Being Empathic: what does it mean?
Leaders are told to be more empathetic, but what does that actually look like in practice?
First, what it is not:
It is not saying, “I know exactly how you are feeling.” Most people hear that and think, “No, you don’t.” It is also not sympathy. Sympathy is feeling for someone, often from a bit of a distance.

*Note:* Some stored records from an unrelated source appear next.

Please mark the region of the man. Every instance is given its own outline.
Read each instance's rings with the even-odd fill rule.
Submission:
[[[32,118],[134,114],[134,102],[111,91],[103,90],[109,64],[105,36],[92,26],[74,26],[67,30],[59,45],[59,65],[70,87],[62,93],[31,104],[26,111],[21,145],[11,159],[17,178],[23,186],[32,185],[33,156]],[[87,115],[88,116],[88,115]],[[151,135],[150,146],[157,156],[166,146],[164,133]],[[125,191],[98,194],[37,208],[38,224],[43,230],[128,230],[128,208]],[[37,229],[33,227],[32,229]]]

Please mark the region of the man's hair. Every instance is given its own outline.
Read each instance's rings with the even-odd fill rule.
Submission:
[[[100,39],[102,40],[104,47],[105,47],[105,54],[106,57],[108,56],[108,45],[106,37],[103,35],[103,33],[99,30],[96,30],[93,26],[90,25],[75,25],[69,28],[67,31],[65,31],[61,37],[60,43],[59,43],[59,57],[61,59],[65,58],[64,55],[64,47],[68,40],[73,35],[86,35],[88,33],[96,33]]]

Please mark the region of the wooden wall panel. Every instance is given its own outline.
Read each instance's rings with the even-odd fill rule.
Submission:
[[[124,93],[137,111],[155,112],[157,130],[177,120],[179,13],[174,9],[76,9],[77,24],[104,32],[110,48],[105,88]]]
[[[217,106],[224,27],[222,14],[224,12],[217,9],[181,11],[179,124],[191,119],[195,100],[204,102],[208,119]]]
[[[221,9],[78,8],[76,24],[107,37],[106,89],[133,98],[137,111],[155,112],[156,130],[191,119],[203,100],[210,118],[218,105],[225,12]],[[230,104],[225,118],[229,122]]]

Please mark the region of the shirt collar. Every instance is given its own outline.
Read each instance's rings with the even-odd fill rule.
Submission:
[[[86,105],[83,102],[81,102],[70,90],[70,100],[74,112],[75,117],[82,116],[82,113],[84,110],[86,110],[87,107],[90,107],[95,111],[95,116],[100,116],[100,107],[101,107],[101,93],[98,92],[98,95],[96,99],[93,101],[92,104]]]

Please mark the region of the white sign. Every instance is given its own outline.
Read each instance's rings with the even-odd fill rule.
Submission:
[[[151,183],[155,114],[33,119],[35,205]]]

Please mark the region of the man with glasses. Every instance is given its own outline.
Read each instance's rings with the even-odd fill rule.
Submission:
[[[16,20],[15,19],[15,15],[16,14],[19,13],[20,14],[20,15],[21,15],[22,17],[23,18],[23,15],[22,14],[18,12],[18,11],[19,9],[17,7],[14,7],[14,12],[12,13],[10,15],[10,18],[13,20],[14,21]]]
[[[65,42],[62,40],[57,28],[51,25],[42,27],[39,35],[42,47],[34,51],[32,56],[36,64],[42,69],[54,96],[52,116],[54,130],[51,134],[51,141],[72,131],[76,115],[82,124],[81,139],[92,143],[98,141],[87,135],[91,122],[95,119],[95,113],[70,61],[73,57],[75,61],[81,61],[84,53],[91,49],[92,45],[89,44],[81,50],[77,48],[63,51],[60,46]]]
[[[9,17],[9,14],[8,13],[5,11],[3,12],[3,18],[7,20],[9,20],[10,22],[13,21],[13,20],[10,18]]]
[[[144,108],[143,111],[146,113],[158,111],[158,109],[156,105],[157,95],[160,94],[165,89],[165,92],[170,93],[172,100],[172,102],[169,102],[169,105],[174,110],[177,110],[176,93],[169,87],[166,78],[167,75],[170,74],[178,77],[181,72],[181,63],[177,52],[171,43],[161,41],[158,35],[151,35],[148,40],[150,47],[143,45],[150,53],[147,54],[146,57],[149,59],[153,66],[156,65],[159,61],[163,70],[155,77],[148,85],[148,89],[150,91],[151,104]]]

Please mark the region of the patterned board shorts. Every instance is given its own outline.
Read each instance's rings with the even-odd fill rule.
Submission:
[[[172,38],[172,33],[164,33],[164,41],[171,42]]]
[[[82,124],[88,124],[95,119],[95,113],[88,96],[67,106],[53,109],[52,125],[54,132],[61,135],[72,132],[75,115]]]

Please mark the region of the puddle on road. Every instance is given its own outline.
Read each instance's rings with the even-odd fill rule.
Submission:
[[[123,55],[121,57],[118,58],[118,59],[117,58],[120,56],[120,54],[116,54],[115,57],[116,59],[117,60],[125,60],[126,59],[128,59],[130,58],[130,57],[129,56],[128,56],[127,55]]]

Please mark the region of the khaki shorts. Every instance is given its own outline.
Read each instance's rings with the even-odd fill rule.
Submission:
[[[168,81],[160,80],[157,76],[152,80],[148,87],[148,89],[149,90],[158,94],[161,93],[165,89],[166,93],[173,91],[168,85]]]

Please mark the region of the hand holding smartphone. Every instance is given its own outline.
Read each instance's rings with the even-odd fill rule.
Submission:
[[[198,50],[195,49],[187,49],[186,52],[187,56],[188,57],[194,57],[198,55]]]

Empathy is feeling with them, sitting beside their experience without trying to fix, minimize, or match it.
In leadership, that difference matters.
When leaders consistently show real empathy, a few things happen:
Trust deepens, both with direct reports and cross functional partners
Psychological safety grows, so people bring up issues earlier instead of hiding them
Ideas get better, because people feel safe to disagree, push back, and explore
Relationships strengthen, which directly supports performance and resilience
Practically, empathy sounds like:
“Tell me more about what is making this hard.”
“What part of this is weighing on you the most?”
“I can’t fully know what this is like for you, but I want to understand it better.”
A few coaching questions to reflect on:
When someone on your team is struggling, do you rush to solve, or slow down to understand?
How do people on your team know that it is safe to bring you bad news or half baked ideas?
Action prompt:
What is one concrete way you will practice empathy with someone on your team this week?